Попытка же сопряжения, основанного на замеченном Азимовым совпадении, приводит к созданию псевдонауки: апелляция в тексте, претендующем на научность, к некоему авторитету, священному тексту и т. д. в мире современной науки может свидетельствовать только об одном – квазинаучности данного текста.
В мире религии такие опоры не менее шатки: человек, строивший свою веру на "научных фактах", может ее легко потерять, если ему убедительно показать, что подобные аналогии не имеют никакой научной ценности.

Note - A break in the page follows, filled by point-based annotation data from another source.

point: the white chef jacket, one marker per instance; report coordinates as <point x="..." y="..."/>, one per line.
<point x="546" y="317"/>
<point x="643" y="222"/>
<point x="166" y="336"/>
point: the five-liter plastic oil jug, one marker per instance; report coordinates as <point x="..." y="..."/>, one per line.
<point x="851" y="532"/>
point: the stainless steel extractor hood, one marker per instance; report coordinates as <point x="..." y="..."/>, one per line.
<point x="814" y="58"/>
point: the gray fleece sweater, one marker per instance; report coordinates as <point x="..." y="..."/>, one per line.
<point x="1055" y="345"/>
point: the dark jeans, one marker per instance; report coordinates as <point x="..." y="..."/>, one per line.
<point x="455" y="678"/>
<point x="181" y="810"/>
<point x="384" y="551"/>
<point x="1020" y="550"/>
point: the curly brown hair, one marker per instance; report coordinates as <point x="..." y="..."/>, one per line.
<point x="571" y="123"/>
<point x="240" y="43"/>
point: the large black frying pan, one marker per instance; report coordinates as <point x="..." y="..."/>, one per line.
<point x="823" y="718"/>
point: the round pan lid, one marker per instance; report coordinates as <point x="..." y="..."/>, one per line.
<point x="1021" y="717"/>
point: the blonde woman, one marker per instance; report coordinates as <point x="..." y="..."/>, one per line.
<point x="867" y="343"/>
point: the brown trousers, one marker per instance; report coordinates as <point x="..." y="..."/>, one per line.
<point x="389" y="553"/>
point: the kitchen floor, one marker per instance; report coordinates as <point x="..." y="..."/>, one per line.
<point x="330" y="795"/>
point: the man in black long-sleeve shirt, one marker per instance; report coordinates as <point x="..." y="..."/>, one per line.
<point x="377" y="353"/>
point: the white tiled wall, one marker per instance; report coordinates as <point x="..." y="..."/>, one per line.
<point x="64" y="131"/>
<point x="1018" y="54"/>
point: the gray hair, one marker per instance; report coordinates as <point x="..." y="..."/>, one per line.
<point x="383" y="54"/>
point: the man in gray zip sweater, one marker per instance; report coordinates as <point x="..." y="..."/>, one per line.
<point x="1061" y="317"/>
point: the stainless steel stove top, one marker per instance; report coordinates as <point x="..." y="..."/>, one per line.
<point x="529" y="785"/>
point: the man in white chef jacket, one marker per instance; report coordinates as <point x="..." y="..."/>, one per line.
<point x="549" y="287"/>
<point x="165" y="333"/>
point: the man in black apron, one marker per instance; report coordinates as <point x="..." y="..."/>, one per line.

Конечно, Азимов далеко не первым отметил это расхождение. За несколько столетий до него один из творцов современной науки, Галилео Галилей, замечал: "Я думаю, что авторитет Священного Писания служит тому, чтобы убедить людей в тех истинах и положениях, которые необходимы для спасения их души; а так как эти истины превосходят границы человеческого понимания, то никакая наука или же иные средства, кроме глаголющих уст самого Святого Духа, не могут заставить в них уверовать. Но я не считаю столь уж необходимым верить в то, что сам Бог, который дал нам чувства, понимание и разум, хотел, чтобы мы искали научные истины только в тексте Писания, а не с помощью самой науки; к тому же в тексте его об этого рода истинах говорится слишком мало и отрывочно" (Галилей в письме Бенедетто Кастелли).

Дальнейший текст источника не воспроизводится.